O tema deste ano, “A salvação continua a ter interesse para ti?”, vasculha nos recantos mais íntimos dos espíritos de todos, não só de quem está há muitos anos na história do movimento. Obriga-nos a olhar de novo para nós mesmos a sério para ver em que ponto estamos, se ao longo dos anos venceu o formalismo ou a chama do «primeiro amor» continua a vibrar na nossa vida. E exige a coragem de admitir a si mesmo: «Está a vencer o formalismo».
Jona e o toque. Beppe trabalha em Edimburgo, Escócia. O movimento, diz na primeira assembleia, fê-lo crescer ao longo dos anos, «mas quanto mais avanço mais aguçada é a percepção do meu pecado, reparo que repito sempre os mesmo erros. Mudança não há. Assim, nestes últimos meses, fui tomado de uma grande tristeza. Estava desmoralizado». Acontece chegar à cidade uma nova família do CL. «Tipos rijos, muito radicais. Ele apercebe-se logo da minha tristeza e diz: “Julguei que ia encontrar um responsável do CL e vejo um homem em cacos…”. Disse para mim: “Eu não sou só isto”. Portanto, comecei a procurá-los, mendiguei a amizade deles. E vi que as coisas recomeçaram a acontecer. Vi que Deus não me abandona ainda que eu seja assim».

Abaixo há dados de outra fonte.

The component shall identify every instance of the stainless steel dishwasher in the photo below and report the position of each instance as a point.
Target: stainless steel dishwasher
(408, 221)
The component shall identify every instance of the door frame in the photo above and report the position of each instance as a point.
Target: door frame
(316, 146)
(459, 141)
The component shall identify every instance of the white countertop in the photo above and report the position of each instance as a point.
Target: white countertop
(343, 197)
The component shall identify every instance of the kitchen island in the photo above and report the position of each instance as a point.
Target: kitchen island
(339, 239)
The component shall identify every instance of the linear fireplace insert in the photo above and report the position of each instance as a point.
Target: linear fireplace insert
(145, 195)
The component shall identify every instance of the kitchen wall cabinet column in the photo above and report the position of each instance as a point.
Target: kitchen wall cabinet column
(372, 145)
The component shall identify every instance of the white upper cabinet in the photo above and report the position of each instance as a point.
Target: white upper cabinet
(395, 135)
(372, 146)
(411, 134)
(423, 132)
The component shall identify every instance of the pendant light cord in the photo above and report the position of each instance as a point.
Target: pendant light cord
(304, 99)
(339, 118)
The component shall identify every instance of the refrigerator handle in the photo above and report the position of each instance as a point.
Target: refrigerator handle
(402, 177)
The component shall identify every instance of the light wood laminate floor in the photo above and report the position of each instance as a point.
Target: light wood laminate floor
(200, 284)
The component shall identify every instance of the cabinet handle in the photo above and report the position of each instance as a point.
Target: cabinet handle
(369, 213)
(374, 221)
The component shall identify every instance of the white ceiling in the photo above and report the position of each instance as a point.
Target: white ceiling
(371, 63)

«Que tem isso a ver com a salvação?» pergunta Carrón. «Percebi que a esperança…», tenta responder o Beppe. «Não digas coisas ao calhas, olha a tua experiência!». Beppe tenta de novo: «Decidi ir procurá-los, sem esperar que viessem eles ter comigo…». «Estavas a mendigar a chegada deles!», retoma Carrón: «Julgamos que a nossa tristeza é uma desgraça, mas é o início de tudo: é uma consciência mais clara da nossa necessidade. Nós pensamos que a mudança é uma “performance”, mas não. A mudança dá-se quando em nós se torna mais aguda a exigência de que Cristo nos salve: “Quando sou fraco, então é que sou forte”».
Gianni, um dos responsáveis de Bari, conta que durante uma assembleia do movimento uma decisão dele foi contestada por alguém que disse: «Se fizerem isso erram tudo». Ele responde explicando as suas razões. E o outro: «Se é assim, devolvo o cartão da Fraternidade…». No fim do encontro Gianni dirige-se ao carro para voltar para casa. Pensa: «Respondi-lhe, disse o que devia dizer…». Mas há qualquer coisa que o impede de entrar no carro. «Não conseguia esquecer o olhar daquele amigo. Então voltei atrás e fui-lhe perguntar se podia ir jantar a casa dele uma noite. Conheci assim a sua família. Foi um encontro inesperado, excepcional. No fim do serão pediu-me para ir à Escola de Comunidade comigo. Ali compreendi que a realidade é boa, que a salvação se comunica a mim não sem ter em conta, mas dentro da carne. E vejo que reconhecer isto é um trabalho de todos os dias». Comenta Carrón: «Não somos nós a decidir como actua o Mistério na nossa vida». Mas a salvação, quando acontece «tem traços inconfundíveis».
São os traços inconfundíveis nas histórias de Misha (bielorusso), Sumito (venezuelano) e Jona (chinês). Três “histórias particulares”, inseridas em contextos culturais completamente diversos. Basta o abraço dum professor (Misha), o convite para apresentar a biografia de D. Giussani (Sumito) ou um encontro no aeroporto (Jona). Facetas da vida quotidiana, dentro das quais se insinua a mão do Mistério para nos tocar. Somos tomados pelo «Deus da história».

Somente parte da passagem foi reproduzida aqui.